Opponents argue that recent court decisions and legislation sanctioning same-sex marriage will further weaken the institution of marriage, especially at a time when we as a nation should be doing all we can to strengthen it.
They further argue that these decisions potentially legitimize other types of live-jn situations and unions. For instance, should those who are promoting same sex marriage succeed, they wonder what would stop others advocating to legitimize polygamous relationships, as well as other more bizarre arrangements.
They maintain that this initiative would further undermine children’s well-being. Supported by reputable research, they assert that children need both biological parents in order to thrive. As such, whenever possible, our nation should be promoting a two- parent, biological family structure.
They further argue that laws have traditionally protected the institution of marriage because marriage has been perceived to be fundamentally important to society’s well-being.
Conversely, proponents favoring same-sex marriage argue that they are not seeking to negatively impact the institution of marriage. They simply desire inclusion and legal legitimacy for same-sex couples. They further argue that because these relationships are not legally sanctioned, people’s constitutional rights are being violated.
Orthodox Holy Tradition
Orthodox tradition - which is based on divinely revealed truths - conceptualizes marriage as a union between one man and one woman. This can clearly be seen in the Book of Genesis (1-2). In these chapters, God creates “the heaven and earth” (Gen 1:1). Then, as a crowning touch, God creates the first couple, Adam and Eve. In effect, this first union functions to legitimize one divinely revealed truth – that the origins of our understanding of marriage are based on an understanding that it is a union between one man and one woman. Moreover, it is through this union that God calls humankind to participate in the procreative process that would fulfill His commission to also “be fruitful and multiply.”

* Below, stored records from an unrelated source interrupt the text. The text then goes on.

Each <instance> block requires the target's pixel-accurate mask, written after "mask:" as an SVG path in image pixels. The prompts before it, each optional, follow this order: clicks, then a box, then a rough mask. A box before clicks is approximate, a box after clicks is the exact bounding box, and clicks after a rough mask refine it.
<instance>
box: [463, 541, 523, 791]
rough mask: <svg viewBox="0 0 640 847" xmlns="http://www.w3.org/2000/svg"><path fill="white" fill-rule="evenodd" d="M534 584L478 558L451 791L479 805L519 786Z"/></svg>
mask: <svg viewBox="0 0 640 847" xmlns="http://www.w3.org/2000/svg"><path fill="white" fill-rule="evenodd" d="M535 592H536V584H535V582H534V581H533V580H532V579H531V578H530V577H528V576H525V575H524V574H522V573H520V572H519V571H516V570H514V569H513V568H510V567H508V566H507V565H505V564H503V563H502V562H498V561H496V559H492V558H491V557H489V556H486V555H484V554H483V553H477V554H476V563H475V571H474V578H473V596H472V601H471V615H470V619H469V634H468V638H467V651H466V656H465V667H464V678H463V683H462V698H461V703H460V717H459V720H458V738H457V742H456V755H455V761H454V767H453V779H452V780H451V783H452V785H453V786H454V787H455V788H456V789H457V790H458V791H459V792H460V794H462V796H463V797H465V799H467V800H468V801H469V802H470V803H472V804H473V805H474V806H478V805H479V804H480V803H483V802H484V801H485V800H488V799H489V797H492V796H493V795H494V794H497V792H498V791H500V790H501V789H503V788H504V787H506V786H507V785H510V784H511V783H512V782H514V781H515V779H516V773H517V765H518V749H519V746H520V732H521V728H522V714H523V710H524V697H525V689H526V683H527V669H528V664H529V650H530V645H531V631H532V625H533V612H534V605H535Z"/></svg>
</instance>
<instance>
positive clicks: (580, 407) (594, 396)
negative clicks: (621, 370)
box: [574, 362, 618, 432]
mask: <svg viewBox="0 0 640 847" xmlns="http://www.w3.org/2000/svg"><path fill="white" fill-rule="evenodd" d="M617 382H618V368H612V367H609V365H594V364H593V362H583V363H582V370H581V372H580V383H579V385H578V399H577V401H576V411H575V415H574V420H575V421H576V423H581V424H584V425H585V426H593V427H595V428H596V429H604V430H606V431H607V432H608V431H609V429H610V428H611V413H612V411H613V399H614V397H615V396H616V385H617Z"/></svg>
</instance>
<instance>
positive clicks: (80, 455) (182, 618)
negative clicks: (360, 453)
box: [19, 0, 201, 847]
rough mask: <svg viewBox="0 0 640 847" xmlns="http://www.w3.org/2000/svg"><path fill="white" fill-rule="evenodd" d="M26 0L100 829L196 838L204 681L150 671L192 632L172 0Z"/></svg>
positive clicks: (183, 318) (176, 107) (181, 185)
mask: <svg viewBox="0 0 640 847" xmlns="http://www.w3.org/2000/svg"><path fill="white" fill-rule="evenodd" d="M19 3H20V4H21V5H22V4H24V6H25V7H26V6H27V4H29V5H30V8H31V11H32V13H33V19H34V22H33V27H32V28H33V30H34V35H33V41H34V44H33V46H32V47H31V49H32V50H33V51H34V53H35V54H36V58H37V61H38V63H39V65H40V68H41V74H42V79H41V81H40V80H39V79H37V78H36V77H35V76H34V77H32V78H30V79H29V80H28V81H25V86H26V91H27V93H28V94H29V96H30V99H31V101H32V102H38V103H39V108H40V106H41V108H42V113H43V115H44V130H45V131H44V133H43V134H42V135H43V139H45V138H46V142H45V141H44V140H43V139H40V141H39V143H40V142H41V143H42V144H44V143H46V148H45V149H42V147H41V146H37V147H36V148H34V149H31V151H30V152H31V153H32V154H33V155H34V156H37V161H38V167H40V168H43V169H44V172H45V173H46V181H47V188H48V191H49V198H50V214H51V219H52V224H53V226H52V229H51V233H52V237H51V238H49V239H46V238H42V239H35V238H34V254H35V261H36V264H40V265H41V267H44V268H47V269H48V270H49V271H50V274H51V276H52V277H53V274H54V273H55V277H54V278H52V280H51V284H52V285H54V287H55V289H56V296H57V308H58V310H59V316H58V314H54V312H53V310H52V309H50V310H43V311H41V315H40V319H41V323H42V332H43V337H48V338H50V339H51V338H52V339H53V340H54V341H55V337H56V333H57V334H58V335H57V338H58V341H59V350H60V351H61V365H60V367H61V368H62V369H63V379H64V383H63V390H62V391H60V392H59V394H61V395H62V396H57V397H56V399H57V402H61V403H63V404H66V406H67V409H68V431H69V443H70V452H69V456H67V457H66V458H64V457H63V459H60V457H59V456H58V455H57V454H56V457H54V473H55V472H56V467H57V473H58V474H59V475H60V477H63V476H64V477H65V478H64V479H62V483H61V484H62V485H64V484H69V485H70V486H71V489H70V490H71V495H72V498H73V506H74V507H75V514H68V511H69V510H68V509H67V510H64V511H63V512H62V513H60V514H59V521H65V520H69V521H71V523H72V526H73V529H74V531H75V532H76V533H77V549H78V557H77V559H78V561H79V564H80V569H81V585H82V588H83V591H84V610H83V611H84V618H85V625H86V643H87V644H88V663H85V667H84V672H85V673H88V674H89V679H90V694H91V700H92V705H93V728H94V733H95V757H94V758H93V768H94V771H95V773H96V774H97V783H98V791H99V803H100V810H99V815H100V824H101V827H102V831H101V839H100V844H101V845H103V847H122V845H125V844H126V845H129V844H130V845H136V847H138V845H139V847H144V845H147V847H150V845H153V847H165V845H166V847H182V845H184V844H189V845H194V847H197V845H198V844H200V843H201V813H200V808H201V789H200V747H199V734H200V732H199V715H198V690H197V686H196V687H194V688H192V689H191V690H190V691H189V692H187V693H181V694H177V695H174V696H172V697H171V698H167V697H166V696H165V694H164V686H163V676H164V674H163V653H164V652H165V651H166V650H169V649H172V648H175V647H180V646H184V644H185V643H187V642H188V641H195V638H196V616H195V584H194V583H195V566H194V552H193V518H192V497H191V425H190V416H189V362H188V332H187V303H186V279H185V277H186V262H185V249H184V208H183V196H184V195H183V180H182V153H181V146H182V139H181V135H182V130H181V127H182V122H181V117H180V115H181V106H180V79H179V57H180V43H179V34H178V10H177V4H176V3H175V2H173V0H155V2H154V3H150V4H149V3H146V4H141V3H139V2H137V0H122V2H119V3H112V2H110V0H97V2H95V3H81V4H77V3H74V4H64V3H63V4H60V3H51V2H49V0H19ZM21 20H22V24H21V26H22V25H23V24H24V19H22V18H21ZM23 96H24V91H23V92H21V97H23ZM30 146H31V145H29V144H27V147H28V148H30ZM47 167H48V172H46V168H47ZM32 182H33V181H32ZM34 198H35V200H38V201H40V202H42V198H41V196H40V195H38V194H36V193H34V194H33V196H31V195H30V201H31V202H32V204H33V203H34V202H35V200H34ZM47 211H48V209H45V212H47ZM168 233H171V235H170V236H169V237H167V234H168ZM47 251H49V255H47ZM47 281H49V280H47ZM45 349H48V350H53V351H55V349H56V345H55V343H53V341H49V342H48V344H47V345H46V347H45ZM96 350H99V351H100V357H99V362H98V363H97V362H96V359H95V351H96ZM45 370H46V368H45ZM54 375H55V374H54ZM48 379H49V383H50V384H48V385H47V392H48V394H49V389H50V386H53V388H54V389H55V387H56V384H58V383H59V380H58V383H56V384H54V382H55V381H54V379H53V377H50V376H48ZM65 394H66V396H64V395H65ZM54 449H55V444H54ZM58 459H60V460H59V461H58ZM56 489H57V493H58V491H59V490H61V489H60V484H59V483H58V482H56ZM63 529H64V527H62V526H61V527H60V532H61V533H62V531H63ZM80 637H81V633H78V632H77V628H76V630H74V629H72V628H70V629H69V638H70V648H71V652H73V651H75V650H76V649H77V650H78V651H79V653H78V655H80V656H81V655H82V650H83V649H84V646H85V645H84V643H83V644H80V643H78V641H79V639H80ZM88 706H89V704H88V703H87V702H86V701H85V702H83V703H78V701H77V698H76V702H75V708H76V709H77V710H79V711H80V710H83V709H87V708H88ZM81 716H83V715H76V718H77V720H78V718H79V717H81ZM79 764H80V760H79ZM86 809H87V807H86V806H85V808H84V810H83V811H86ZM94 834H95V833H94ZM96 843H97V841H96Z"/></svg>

I am not certain how this debate will eventually play out. However, many experts suggest that it is only a matter of time before same-sex relationships – in some form – will be sanctioned. What I am certain about is that we must become more involved in public discourses such as this one.
As a Greek Orthodox
faith based community, that has become a part of the diverse
tapestry of our country, I believe our voice
is important, and should be heard. It is important for two reasons.
First, if we truly believe that we have God’s divine truth,
then we must seek to share this truth. Second, I believe our
sacramental, traditional perspective of marriage contains merit,
and should be included in any definition of marriage that is
currently being debated. My viewpoint is, that it is time that
our perspective be prayerfully amplified and shared, in this
and other debates affecting public policy.